The end game for all sports competitions is what the scoreboard says, signifying who wins and loses. But there are other ways you can walk away a winner, and that’s delivering one of the most inspirational moments in sports.
Jim Abbott’s Special No-No
Baseball isn’t a stranger to pitchers having fewer (Mordecai Brown) or more (Antonio Alfonseca) fingers on their hands, but Abbott never had a right hand. Since birth, Abbott made do with only his left hand, so it’s remarkable that he could even pitch, let alone throw a no-hitter. Abbott took the mound for the Yankees with his glove on his right arm, switching his specially designed mitt to his left hand to field his position, and retired 27 Cleveland hitters without one blemish on the scorecard.
O Say, Can You See?
Singing the national anthem is one of the most nerve-racking experiences one can face if they don’t have a background in performing arts, so it’s not uncommon to see someone stumble when they’re in front of a big crowd. There are two instances where an act of kindness lightened the mood.
When a young girl forgot the words to the song before a Philadelphia 76ers game, head coach Maurice Cheeks stepped in to coach her along, getting the audience to support the girl as she finished gracefully. The other moment came at Fenway Park, demonstrating that not all Boston fans are jerks. During Disability Awareness Day, Peter Rometti’s nerves got the best of him when singing the “Star-Spangled Banner.” Still, the Fenway faithful came together to pinch hit as a group and belted the song from their seats to help Rometti finish.

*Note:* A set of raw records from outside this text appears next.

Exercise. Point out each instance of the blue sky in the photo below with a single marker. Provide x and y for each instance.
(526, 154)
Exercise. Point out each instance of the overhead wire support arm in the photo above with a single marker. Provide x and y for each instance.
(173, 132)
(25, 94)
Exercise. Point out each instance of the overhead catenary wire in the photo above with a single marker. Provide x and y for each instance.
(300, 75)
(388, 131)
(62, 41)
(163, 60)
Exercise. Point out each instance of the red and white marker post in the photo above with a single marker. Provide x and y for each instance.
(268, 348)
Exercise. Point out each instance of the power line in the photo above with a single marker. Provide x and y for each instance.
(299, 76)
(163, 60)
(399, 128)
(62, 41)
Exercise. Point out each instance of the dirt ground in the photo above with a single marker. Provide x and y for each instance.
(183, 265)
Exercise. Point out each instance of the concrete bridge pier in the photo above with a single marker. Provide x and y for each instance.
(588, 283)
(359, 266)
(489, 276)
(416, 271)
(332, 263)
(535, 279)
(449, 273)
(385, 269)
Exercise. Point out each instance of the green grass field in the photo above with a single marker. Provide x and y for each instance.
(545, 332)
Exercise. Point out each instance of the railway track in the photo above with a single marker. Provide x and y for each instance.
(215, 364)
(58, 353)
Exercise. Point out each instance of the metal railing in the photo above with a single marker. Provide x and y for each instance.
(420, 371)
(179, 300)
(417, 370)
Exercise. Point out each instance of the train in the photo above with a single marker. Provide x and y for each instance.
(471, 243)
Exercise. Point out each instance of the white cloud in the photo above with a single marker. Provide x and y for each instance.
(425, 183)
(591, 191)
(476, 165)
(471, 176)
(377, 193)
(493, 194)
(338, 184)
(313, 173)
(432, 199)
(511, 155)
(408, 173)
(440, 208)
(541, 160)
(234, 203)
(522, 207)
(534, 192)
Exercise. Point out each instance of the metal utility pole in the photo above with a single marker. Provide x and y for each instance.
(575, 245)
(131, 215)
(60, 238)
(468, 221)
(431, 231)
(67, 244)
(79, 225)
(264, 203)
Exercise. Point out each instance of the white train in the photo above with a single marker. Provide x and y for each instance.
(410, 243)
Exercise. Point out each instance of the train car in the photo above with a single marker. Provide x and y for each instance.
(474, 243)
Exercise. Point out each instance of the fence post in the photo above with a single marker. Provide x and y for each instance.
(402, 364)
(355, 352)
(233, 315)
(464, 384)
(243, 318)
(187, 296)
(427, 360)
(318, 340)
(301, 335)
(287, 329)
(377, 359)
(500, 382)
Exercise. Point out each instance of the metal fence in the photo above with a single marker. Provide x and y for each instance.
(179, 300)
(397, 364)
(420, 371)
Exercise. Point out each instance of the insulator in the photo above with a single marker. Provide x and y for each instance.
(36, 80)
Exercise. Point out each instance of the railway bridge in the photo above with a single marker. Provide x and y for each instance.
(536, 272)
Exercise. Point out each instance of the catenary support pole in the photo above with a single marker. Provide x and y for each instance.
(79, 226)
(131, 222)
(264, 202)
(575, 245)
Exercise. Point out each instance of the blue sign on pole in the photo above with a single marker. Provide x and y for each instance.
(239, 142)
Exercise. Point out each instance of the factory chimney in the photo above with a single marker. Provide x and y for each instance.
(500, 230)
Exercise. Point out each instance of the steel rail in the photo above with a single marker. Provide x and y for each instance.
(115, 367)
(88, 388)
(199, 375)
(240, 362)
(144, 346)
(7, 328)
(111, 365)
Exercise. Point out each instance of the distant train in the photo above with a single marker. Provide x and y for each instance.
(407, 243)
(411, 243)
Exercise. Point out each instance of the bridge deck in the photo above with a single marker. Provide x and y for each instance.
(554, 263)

Kerri Strug Sticks the Landing
The 1996 Summer Olympics were special for Americans because it was in the homeland of Atlanta, Georgia. While many may remember the Richard Jewell fiasco, something more inspiring happened in the team gymnastic competition. The Americans had a slight lead over the rival Russians heading into the final day, depending on Kerri Strug to put the nail in the coffin with her vault.

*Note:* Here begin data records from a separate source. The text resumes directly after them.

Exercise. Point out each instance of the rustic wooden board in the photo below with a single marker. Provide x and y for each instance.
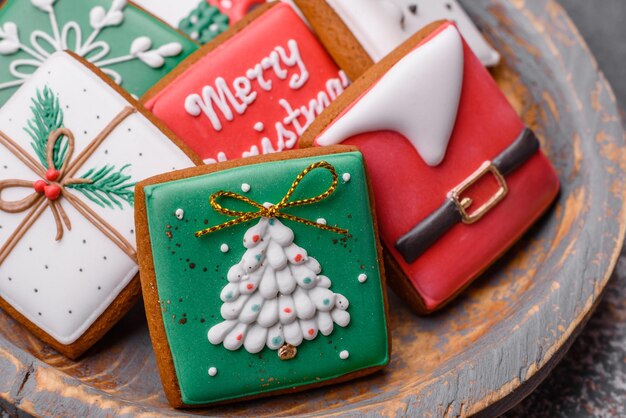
(488, 349)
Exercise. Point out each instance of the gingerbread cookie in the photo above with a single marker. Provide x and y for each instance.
(252, 91)
(262, 276)
(382, 25)
(72, 148)
(129, 45)
(457, 176)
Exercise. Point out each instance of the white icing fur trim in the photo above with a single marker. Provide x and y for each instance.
(418, 98)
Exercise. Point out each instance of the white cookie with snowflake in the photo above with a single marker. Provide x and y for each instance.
(131, 46)
(71, 150)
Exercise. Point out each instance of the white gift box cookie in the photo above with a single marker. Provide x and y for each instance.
(381, 25)
(72, 147)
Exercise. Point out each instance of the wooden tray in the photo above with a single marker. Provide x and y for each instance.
(487, 350)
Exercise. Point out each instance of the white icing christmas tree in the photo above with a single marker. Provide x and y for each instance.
(276, 296)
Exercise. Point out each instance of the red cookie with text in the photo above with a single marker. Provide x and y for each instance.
(254, 90)
(457, 176)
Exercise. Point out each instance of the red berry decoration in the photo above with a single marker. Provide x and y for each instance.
(52, 191)
(53, 174)
(40, 186)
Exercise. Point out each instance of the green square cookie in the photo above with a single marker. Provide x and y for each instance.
(267, 304)
(131, 46)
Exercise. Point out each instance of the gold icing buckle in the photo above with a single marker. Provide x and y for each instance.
(463, 204)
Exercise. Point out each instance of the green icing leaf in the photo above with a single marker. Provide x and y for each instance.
(47, 117)
(108, 187)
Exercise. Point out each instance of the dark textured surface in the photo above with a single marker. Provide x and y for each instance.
(591, 380)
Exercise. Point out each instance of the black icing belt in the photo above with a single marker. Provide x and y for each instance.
(454, 210)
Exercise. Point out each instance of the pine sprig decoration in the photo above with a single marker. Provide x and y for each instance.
(47, 117)
(107, 187)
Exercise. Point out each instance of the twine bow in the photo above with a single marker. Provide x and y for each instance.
(53, 184)
(275, 211)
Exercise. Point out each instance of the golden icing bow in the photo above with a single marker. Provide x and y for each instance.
(275, 211)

Strug’s first attempt did not go well, under-vaulting and opening the door for Russia. But with her bum ankle, Strug used grit and determination to bring the gold medal to the U.S. after flawlessly sticking her second attempt.
Father Knows Best
Unlike Strug, some Olympians cannot finish what they started because of an unfortunate injury. This occurrence happened to Britain’s Derek Redmond at the 1992 Summer Olympics in the 400-meter semi-final. Redmond tore his hamstring during the race, causing him to pull up lame, unable to finish the race. However, Redmond’s father consoled his son, giving him a shoulder to lean on as the two crossed the finish line together.
Miracle on Ice
When something happens during the Olympics, it tends to tug on the heartstrings a little more, which is why it doesn’t get any better than “The Miracle on Ice.” During the 1980 Winter Games, the American hockey team wasn’t a legitimate threat to win the gold medal, especially since Russia was on the ice. But the game, along with the call by legendary broadcaster Al Michaels, was perfect, confirming that we should always believe in miracles.
The most inspirational moments in sports bring a tear to your eye and swell up your chest from all the good vibes. Sports continue to establish themselves as the best version of reality TV, and these examples prove that.